Brief regering : Fiche: Mededeling over het EU-actieplan tegen de illegale handel in cultuurgoederen
22 112 Nieuwe Commissievoorstellen en initiatieven van de lidstaten van de Europese Unie
Nr. 3610 BRIEF VAN DE MINISTER VAN BUITENLANDSE ZAKEN
Aan de Voorzitter van de Tweede Kamer der Staten-Generaal
Den Haag, 10 februari 2023
Overeenkomstig de bestaande afspraken ontvangt u hierbij 5 fiches die werden opgesteld
door de werkgroep Beoordeling Nieuwe Commissie voorstellen (BNC).
Fiche: API verordening grensbewaking (Kamerstuk 22 112, nr. 3608)
Fiche: API verordening rechtshandhaving (Kamerstuk 22 112, nr. 3609)

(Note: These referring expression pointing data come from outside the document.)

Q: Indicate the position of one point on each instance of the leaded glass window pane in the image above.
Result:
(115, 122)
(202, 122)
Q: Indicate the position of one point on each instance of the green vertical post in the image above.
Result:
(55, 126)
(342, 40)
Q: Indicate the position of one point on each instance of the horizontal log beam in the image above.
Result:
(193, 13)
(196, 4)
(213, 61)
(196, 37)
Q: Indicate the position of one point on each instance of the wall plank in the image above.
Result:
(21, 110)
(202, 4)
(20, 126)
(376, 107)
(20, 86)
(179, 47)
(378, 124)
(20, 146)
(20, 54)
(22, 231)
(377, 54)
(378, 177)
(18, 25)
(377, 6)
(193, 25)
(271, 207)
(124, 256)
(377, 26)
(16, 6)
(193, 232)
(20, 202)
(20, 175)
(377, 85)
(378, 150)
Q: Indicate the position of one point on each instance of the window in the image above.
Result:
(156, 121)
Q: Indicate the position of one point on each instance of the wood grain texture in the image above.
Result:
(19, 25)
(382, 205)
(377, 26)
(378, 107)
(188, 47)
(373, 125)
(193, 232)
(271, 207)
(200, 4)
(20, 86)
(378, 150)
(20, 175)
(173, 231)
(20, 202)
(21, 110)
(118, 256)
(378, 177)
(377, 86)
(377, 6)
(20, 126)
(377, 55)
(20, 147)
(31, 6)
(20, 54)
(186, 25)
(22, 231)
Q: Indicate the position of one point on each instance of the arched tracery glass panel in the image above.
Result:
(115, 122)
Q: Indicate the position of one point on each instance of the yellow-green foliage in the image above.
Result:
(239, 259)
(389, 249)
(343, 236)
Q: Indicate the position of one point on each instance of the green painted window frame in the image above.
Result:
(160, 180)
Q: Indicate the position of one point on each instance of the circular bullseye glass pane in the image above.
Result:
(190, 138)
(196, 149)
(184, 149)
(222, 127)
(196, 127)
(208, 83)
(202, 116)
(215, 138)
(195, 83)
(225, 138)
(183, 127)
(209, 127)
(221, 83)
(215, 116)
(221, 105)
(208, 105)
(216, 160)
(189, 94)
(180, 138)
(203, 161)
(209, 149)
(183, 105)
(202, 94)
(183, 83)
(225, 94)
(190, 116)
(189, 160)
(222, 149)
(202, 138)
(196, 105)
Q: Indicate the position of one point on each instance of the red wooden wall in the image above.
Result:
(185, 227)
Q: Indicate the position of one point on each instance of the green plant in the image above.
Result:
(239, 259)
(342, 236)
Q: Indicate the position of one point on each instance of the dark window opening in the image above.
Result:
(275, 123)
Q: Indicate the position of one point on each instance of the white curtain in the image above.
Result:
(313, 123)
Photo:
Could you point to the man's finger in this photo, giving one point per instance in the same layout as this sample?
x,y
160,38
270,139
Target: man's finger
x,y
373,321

Fiche: Mededeling over het EU-actieplan tegen de illegale handel in cultuurgoederen
Fiche: Wijziging Statuut Hof van Justitie (Kamerstuk 22 112, nr. 3611)
Fiche: Verordening ter herziening van het EMA-vergoedingenstelsel (Kamerstuk 22 112, nr. 3612
De Minister van Buitenlandse Zaken, W.B. Hoekstra
Fiche: Mededeling over het EU-actieplan tegen de illegale handel in cultuurgoederen
1. Algemene gegevens
a) Titel voorstel
Mededeling van de Commissie aan het Europees Parlement, de Raad, het Europees Economisch
en Sociaal Comité en het Comité van de Regio’s, over het EU-actieplan tegen de illegale
handel in cultuurgoederen.
b) Datum ontvangst Commissiedocument
16 december 2022
c) Nr. Commissiedocument
COM(2022) 800
d) EUR-Lex
https://eur-lex.europa.eu/legal-content/NL/TXT/PDF/?uri=CELEX:52022DC08…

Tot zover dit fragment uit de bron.